Tools for performance evaluation often require techniques to match moments to continuous distributions or moments and correlation data to correlated processes. With respect to efficiency in applications, one is interested in low-dimensional (matrix) representations. For phase-type distributions (or matrix exponentials) of second order, analytic bounds could be derived earlier, which specify the space of permissible moments. In this paper, we add a correlation parameter to the first three moments of the marginal distribution to construct a Markovian arrival process of second order (MAP(2)). Exploiting the equivalence of correlated matrix-exponential sequences and MAPs in two dimensions, we present an algorithm that decides whether the correlation parameter is permissible with respect to the three moments and -if so -delivers a valid MAP(2) which matches the four parameters.
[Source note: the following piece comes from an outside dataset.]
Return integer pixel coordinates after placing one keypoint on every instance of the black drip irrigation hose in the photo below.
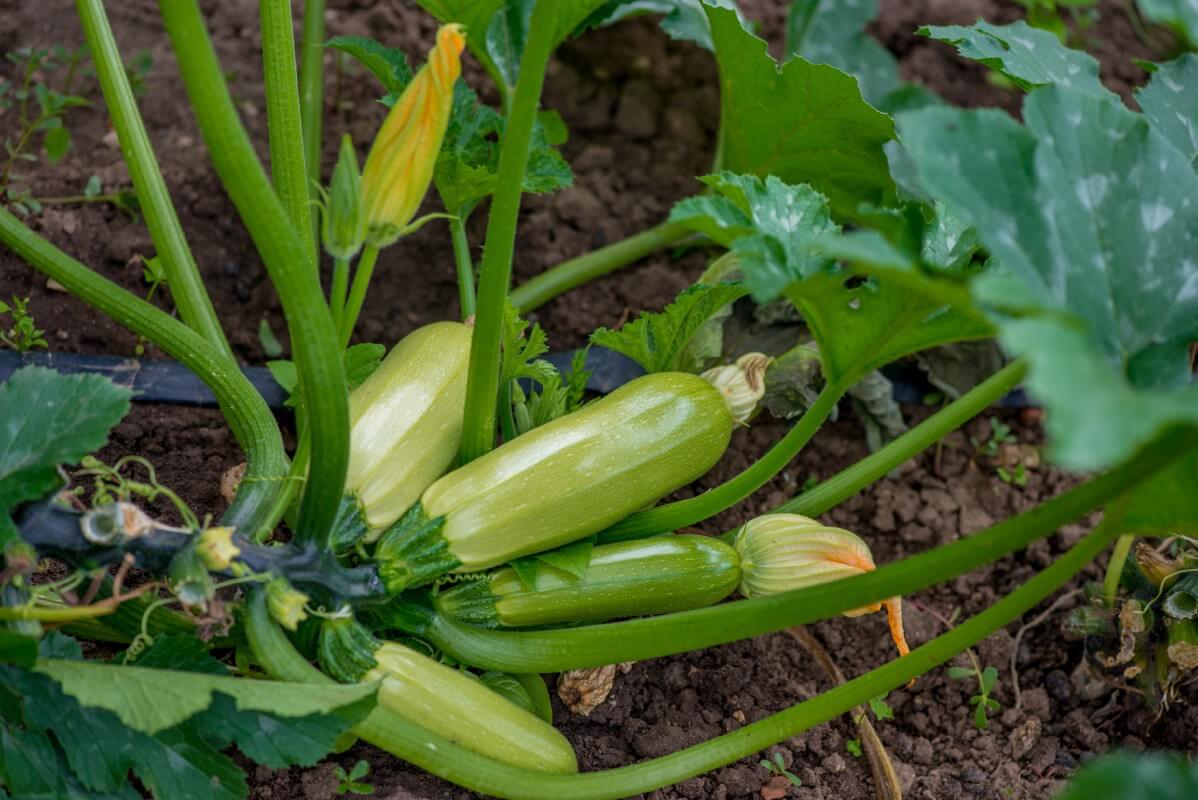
(170, 382)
We also investigate the restrictions imposed on the correlation structure of MAP(2)s with hyperexponential marginals. Analytic bounds for the envelope correlation region (i.e., for arbitrary third moment) and for the specific correlation region (i.e., for fixed third moment) are given.
When there is no need for a MAP(2) representation (as in linear-algebraic queueing theory), the proposed procedure serves to check the validity of the constructed correlated matrix-exponential sequence.
Numerical examples indicate how these results can be used to efficiently decompose queueing networks.